Storage disturbances in KNA1

Incident Report for Cleura Public Cloud

Postmortem

On September 11, 2020, City Network experienced an outage involving our City Cloud block storage system in region KNA1, impacting a large portion of our customers with active service in that location which we are truly sorry about this incident.

While we’re are still working on a full Root Cause Analysis and work around this incident we wanted to give you some explanation of what happened and how City Network chose to address the problem.

Why did you experience an outage?

During the initial investigation, it became clear that some storage back-end serving City Cloud region KNA1 was unresponsive and misbehaving. This led compute nodes getting errors witch affected some VMs going inte Read-Only state and hard reboot on those servers was needed.
To discover VMs in faulty state we are checking console output. For those servers we could see this state we performed the hard reboot.

What are NFS and Ceph?

City Cloud was launched using a storage technique based on NFS, where more recent architectural decisions were made to replace NFS with Ceph. We currently run Ceph globally in many different data centers. City Cloud in region KNA1 is currently undergoing a project to replace NFS with Ceph.
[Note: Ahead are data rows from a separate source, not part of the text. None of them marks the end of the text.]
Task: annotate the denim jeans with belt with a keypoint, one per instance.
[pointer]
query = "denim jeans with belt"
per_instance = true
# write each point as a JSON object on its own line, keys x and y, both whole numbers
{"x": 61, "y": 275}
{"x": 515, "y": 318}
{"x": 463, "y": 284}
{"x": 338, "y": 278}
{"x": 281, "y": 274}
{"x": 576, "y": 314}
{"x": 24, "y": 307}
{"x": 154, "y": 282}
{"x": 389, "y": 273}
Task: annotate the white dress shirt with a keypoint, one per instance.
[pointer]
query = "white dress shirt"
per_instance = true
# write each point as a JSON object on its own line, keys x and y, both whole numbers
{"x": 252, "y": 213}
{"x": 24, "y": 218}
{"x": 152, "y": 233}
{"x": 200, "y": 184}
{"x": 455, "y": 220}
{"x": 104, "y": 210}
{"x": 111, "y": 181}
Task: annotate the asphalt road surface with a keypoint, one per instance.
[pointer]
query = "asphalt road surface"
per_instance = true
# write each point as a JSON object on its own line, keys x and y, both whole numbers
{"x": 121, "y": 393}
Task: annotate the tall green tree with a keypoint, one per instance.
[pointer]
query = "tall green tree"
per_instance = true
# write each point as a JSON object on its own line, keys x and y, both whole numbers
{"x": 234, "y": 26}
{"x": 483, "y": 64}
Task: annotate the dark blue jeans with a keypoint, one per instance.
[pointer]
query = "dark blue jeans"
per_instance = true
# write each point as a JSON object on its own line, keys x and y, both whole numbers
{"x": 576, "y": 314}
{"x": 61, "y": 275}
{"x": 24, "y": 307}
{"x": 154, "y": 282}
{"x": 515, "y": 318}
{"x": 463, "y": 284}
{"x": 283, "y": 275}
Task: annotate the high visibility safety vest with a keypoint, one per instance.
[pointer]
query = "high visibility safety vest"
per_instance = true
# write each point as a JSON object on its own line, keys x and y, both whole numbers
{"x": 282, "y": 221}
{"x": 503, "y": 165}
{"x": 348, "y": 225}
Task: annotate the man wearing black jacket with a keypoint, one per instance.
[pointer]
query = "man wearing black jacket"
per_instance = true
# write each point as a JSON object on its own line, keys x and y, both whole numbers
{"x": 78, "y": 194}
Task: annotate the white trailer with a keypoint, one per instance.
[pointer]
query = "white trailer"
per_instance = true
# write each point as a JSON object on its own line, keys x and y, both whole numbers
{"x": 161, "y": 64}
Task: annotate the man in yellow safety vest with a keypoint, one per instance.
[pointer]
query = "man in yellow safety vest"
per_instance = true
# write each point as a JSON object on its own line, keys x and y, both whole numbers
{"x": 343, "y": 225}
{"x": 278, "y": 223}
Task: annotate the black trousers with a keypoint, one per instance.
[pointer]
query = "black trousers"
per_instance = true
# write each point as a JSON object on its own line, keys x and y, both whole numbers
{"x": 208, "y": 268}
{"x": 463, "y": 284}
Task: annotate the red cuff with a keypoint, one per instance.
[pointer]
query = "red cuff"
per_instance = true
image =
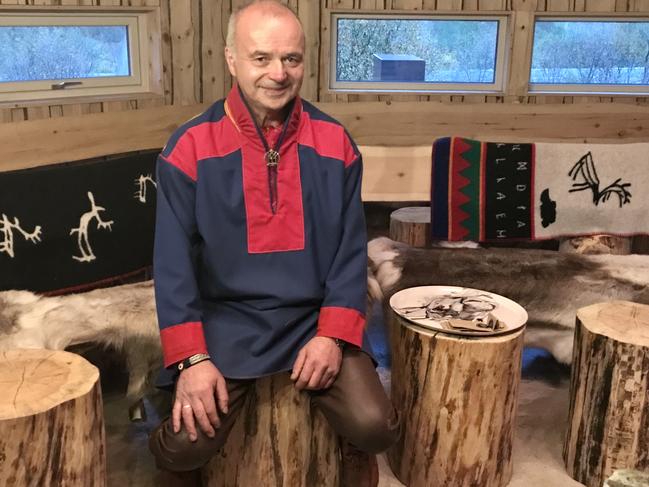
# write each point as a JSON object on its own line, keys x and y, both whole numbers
{"x": 182, "y": 341}
{"x": 343, "y": 323}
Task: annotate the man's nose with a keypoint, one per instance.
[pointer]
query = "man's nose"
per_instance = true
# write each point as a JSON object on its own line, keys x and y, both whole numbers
{"x": 277, "y": 71}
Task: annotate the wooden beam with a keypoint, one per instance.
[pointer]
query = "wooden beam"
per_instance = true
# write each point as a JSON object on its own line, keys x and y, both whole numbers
{"x": 87, "y": 136}
{"x": 70, "y": 138}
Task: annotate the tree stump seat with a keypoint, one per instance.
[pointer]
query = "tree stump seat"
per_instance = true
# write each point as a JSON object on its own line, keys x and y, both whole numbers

Network File System (NFS) is a distributed file system protocol basically allowing access to files over a computer network much like local storage is accessed. Ceph on the other hand is a complete open-source software storage platform, which implements object storage on a single distributed computer cluster, and provides 3-in-1 interfaces for: object-, block- and file-level storage.

The benefit of Ceph is that it allows us to replicate data and make it fault-tolerant. As a result of its design, the system is both self-healing and self-managing, which in itself adds layers of safety to operations.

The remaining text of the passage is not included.